Volume 27 Issue 17 15 Jun 2018 2 Tammuz 5778

From the Head of Jewish Life

Rabbi Daniel Siegel

The Inner Circle

A short time ago, in parashat BeHa’alotkha, we read of a selected group of people being inducted into the inner circle of Israelite leadership. Within the inner sanctum of the Tent of Meeting, located outside of the Israelite camp, these individuals, by imprimatur, become the inner circle.

Shortly thereafter, when we hear of 2 individuals prophesying within the camp, Yehosu’a, Moshe’s deputy, whom we are told “did not budge from within the Tent of Meeting”, demands of Moshe: “Kela’em-Restrain them”. Remarkably, Moshe responds: “Would that all the Lord’s people were prophets, that the Lord put his spirit upon them”. In the very next verse, we read that Moshe re-enters the camp with the recent appointees of the inner circle.

Soon thereafter, in this week’s parashah, we read of Korach gathering “the whole community against them (the leadership) at the Tent of Meeting”. The people’s grievance is sounded: “You have gone too far! For, all the community is holy, all of them, and the Lord is in their midst. Why, then, do you lord yourselves over the Lord’s congregation”.

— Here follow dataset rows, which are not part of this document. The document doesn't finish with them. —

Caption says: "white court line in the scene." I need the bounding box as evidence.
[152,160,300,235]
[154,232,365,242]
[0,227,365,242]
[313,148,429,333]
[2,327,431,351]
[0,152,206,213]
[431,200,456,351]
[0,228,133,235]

While the Levite Korach is dismissed as and punished for seeking to procure a foothold in the priesthood, Moshe and Aaron are dismayed and distraught at the ensuing communal rebellion.

The Jewish tradition recognises the danger of an inner circle and the substituting of power and control for partnership and community. Moshe says to Joshua, his deputy, when the latter seeks to sanction those not in the inner sanctum: “Are you zealous for me”? Ultimately, Moshe understands, an inner circle might be reduced to the voice of one.

Moshe, like Abraham before him, and in consonance with the whole of our prophetic tradition, understands the importance of the voice of the people and the wisdom of dissenting opinion. As an intercessor for his people and as “His majesty’s loyal opposition”, Moshe reminds God, Himself, that His voice alone is not sufficient.

Then, as now, Judaism teaches, the people must be heard if we are to be an enduring and united community.